Germany’s top economic experts have slashed their growth forecast for 2019 from 1.5 per cent to 0.8 per cent, offering fresh confirmation that Europe’s largest economy is losing momentum, the Financial Times reported. “The period of high growth in the German economy is over for now. But given the strong domestic economy there is no reason to expect a recession,” said Christoph Schmidt, a professor of economy and one of the five members of Germany’s government-appointed council of economic experts.
In a related story, the International New York Times reported on a Reuters story that Italy is studying changes to the country's securitisation rules in order to help banks shed so-called 'unlikely-to-pay' (UTP) loans, a document seen by Reuters showed on Tuesday. Italian banks have drastically reduced defaulted loans on their balance sheets but for the most part they are yet to tackle UTP loans, which are not yet in default but are unlikely to be repaid in full.
Italy will renew for up to 36 months a state guarantee scheme to help banks shed bad loans, tightening rules to increase protection for some investors, a draft law decree seen by Reuters showed. The ‘GACS’ scheme allowing banks to buy a guarantee from the state on the least risky tranche in bad loan securitization sales, has proved a success in helping lenders tackle the legacy of a deep recession, Reuters reported.
Deutsche Bank and Commerzbank, Germany’s two biggest banks, are in talks to merge. The news broke over the weekend, hot on the heels of a Deutsche Bank research report called “How to fix European banking... and why it matters.” So we have a rare case of a merger suitor publishing a big intellectual defense of its actions before anyone knew about the talks. The problem is that the intellectual defense can still be breached, a Bloomberg View reported.
A rising share of unfilled job positions in Germany, despite weakening industrial production, pushed the eurozone’s vacancy rate to a record, the Financial Times reported.
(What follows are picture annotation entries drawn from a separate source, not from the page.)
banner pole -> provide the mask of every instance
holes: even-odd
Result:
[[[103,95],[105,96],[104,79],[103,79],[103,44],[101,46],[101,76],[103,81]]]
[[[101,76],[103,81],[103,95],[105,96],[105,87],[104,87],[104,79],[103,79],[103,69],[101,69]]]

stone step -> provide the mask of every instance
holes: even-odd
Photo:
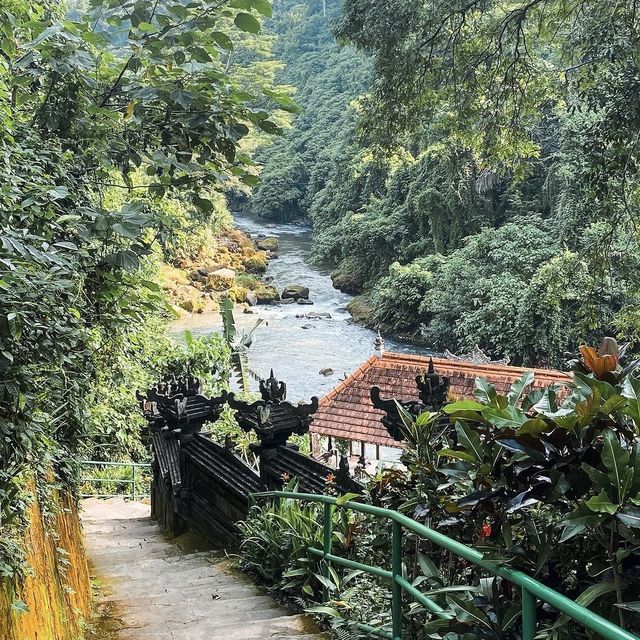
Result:
[[[93,565],[98,568],[109,570],[110,573],[121,573],[127,568],[131,568],[132,564],[143,562],[146,566],[153,567],[154,563],[157,567],[162,568],[164,565],[175,565],[189,560],[201,560],[213,564],[210,551],[201,551],[198,553],[186,554],[182,549],[175,546],[164,545],[155,549],[145,549],[144,556],[141,555],[139,549],[119,550],[117,557],[114,558],[112,551],[94,552],[91,554]],[[114,573],[114,575],[115,575]]]
[[[164,607],[170,616],[170,625],[196,624],[210,620],[230,620],[234,623],[251,622],[256,620],[270,620],[282,617],[282,609],[273,599],[263,596],[264,601],[236,600],[225,606],[218,602],[204,599],[173,602],[170,605],[157,605],[147,609],[129,610],[122,616],[125,625],[136,628],[153,626],[159,616],[163,616]],[[246,603],[246,604],[245,604]],[[170,609],[170,611],[169,611]],[[173,628],[173,626],[171,628]]]
[[[187,623],[167,620],[163,626],[154,624],[123,629],[120,637],[123,640],[275,640],[305,635],[308,625],[308,619],[301,615],[231,624],[221,624],[220,620],[210,618]]]
[[[148,507],[90,500],[83,520],[118,640],[327,640],[193,534],[169,540]]]
[[[204,596],[202,596],[204,594]],[[193,584],[193,585],[175,585],[172,588],[165,588],[158,590],[155,593],[147,593],[145,595],[129,595],[126,600],[121,598],[122,593],[113,593],[101,598],[104,602],[123,602],[124,604],[131,603],[131,606],[139,606],[140,604],[149,601],[154,602],[157,600],[162,603],[168,599],[173,602],[180,598],[191,598],[197,595],[198,597],[204,597],[205,600],[211,598],[212,600],[220,597],[226,599],[245,598],[252,596],[261,596],[265,594],[265,590],[262,587],[258,587],[253,583],[237,583],[228,585],[216,585],[216,584]]]

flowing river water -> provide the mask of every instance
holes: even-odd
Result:
[[[267,221],[235,215],[236,226],[252,237],[275,236],[279,241],[278,258],[269,262],[265,276],[273,278],[279,292],[287,285],[300,284],[310,290],[313,306],[277,304],[253,307],[245,314],[238,307],[236,325],[250,329],[258,318],[264,319],[255,332],[249,350],[249,362],[260,377],[268,377],[273,368],[276,377],[287,383],[288,399],[308,400],[322,397],[346,375],[374,353],[377,334],[351,320],[346,305],[352,296],[333,288],[330,271],[308,263],[311,230],[290,224],[272,225]],[[306,318],[309,312],[330,314],[330,318]],[[172,333],[189,330],[193,335],[219,331],[219,314],[194,314],[172,325]],[[387,351],[429,353],[425,349],[385,336]],[[321,370],[332,373],[323,375]],[[326,371],[325,371],[326,373]]]

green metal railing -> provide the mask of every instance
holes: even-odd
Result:
[[[522,640],[534,640],[537,626],[537,601],[541,600],[551,605],[557,611],[565,614],[583,627],[594,631],[606,640],[640,640],[638,636],[622,629],[613,622],[599,616],[589,609],[580,606],[570,598],[546,587],[531,576],[521,571],[515,571],[489,562],[483,558],[482,553],[467,547],[429,527],[426,527],[411,518],[390,509],[383,509],[358,502],[340,502],[337,498],[325,495],[308,493],[292,493],[288,491],[269,491],[253,494],[254,500],[273,499],[278,503],[281,499],[298,500],[302,502],[320,502],[324,504],[324,537],[323,548],[309,547],[307,551],[312,555],[325,560],[325,577],[329,577],[329,564],[335,563],[349,569],[358,569],[373,576],[383,578],[391,583],[391,619],[392,630],[386,631],[366,624],[357,623],[356,626],[365,633],[369,633],[388,640],[402,640],[402,593],[406,592],[420,603],[425,609],[440,618],[452,618],[453,615],[445,611],[437,602],[425,596],[414,585],[403,577],[402,574],[402,531],[407,529],[420,537],[429,540],[437,546],[450,551],[460,558],[485,569],[494,576],[500,576],[512,584],[520,587],[522,593]],[[359,513],[373,515],[391,521],[391,571],[380,567],[347,560],[331,553],[331,541],[333,537],[333,510],[334,508],[349,509]],[[328,600],[328,591],[325,589],[325,601]]]
[[[124,485],[123,488],[129,487],[127,491],[116,491],[115,493],[83,493],[83,498],[114,498],[116,496],[128,496],[132,500],[138,500],[140,498],[148,498],[150,496],[150,483],[151,479],[149,478],[146,483],[148,487],[148,491],[140,492],[138,491],[138,483],[141,478],[144,478],[144,475],[141,476],[141,473],[144,474],[143,470],[151,470],[150,464],[140,463],[140,462],[98,462],[96,460],[84,460],[82,461],[83,468],[122,468],[122,469],[130,469],[130,474],[128,478],[109,478],[109,477],[101,477],[101,476],[83,476],[80,478],[80,481],[83,483],[99,484],[104,486],[106,483],[111,483],[115,485]]]

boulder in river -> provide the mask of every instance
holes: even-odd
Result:
[[[362,292],[362,284],[358,278],[347,271],[334,271],[331,274],[331,282],[335,289],[339,289],[343,293],[355,296]]]
[[[278,250],[278,238],[275,236],[267,236],[266,238],[258,238],[256,240],[256,247],[261,251],[277,251]]]
[[[198,267],[189,271],[189,279],[194,282],[206,282],[209,275],[214,271],[220,269],[220,266],[215,267]]]
[[[247,303],[252,307],[255,307],[258,304],[258,296],[254,291],[247,290]]]
[[[373,319],[373,307],[364,296],[356,296],[347,305],[347,311],[353,319],[365,326],[370,325]]]
[[[281,297],[283,300],[288,298],[292,298],[293,300],[300,300],[301,298],[307,300],[309,298],[309,289],[299,284],[290,284],[285,287]]]
[[[256,294],[256,298],[258,299],[258,304],[273,304],[274,302],[278,302],[280,300],[280,296],[278,295],[278,291],[275,287],[270,285],[264,285],[254,290]]]

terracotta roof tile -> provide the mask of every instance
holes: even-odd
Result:
[[[497,364],[474,364],[458,360],[433,358],[437,373],[451,381],[454,398],[473,397],[475,380],[486,378],[501,395],[525,371],[535,374],[534,387],[546,387],[554,382],[568,382],[571,375],[552,369],[525,369]],[[380,419],[383,412],[371,404],[371,387],[380,387],[383,397],[417,400],[415,378],[429,366],[429,358],[403,353],[385,353],[382,358],[371,356],[346,380],[320,401],[311,424],[311,432],[335,438],[345,438],[388,447],[397,447]]]

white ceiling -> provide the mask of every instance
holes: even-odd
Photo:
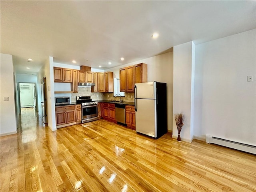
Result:
[[[1,52],[17,73],[36,73],[49,56],[104,69],[254,29],[256,2],[1,0]]]

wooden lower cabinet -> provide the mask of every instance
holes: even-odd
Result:
[[[135,130],[135,109],[134,106],[126,105],[125,106],[125,123],[127,127]]]
[[[82,121],[81,105],[55,107],[56,126],[57,128],[80,123]]]
[[[66,112],[56,112],[56,126],[67,123],[67,115]]]
[[[82,108],[81,104],[76,105],[76,122],[78,123],[82,122]]]
[[[103,103],[103,115],[104,119],[112,122],[116,122],[116,107],[114,104]]]

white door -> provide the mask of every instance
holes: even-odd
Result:
[[[34,105],[34,84],[20,83],[20,107],[31,107]]]
[[[136,132],[157,137],[155,99],[136,99]]]
[[[135,98],[155,99],[156,98],[155,82],[136,83],[134,91]]]

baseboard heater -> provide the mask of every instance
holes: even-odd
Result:
[[[256,154],[256,146],[238,143],[226,139],[206,136],[206,142],[208,143],[214,143],[225,147],[237,149],[240,151]]]

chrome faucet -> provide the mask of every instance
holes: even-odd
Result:
[[[115,101],[116,101],[116,96],[117,96],[117,95],[119,95],[119,96],[120,97],[120,102],[122,103],[122,98],[121,98],[121,95],[120,95],[120,94],[119,94],[119,93],[118,93],[117,94],[116,94],[115,96],[115,98],[114,98],[114,100]]]

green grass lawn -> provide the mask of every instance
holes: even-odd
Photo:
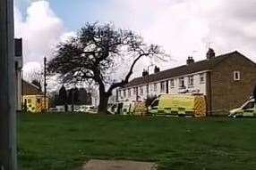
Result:
[[[20,115],[23,170],[73,170],[90,158],[159,169],[256,169],[256,119]]]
In contrast, vacancies remained low in most peripheral economies. The region’s job vacancy rate accelerated to 2.3 per cent in the final quarter of last year, compared with 2.1 per cent in the previous three months and the highest ratio since records began in 2009, Eurostat data released on Monday revealed.
Deutsche Bank and Commerzbank have formally opened talks on a controversial merger that would reshape Germany’s financial sector and create the eurozone’s second-largest lender by assets, the Financial Times reported. The senior management of Germany’s two largest listed lenders said on Sunday they had begun exploratory talks, after the executive boards of both banks agreed to evaluate the benefits of a tie-up.
However bad a spiralling money laundering scandal has been to the three Baltic countries, it could get even worse. Financial regulators in Estonia and Latvia told the Financial Times they were afraid Swedish banks — which dominate both headlines on money laundering and their banking systems — could withdraw from the region, just as Danske Bank and Nordea have already done amid dirty money allegations, the Financial Times reported. “Sure, we are very worried,” said Peters Putnins, head of the Latvian regulator.
How worried should we be about debt? The answer is not straightforward. First, the bear case. In short, debt is just too big for comfort. Global debt has swelled 50 per cent in the decade since the credit crisis, according to Standard & Poor’s, the rating agency, the Financial Times reported in a commentary. Government debt in the eurozone is higher than before the financial crisis, as are, in some cases, household debt-to-income ratios.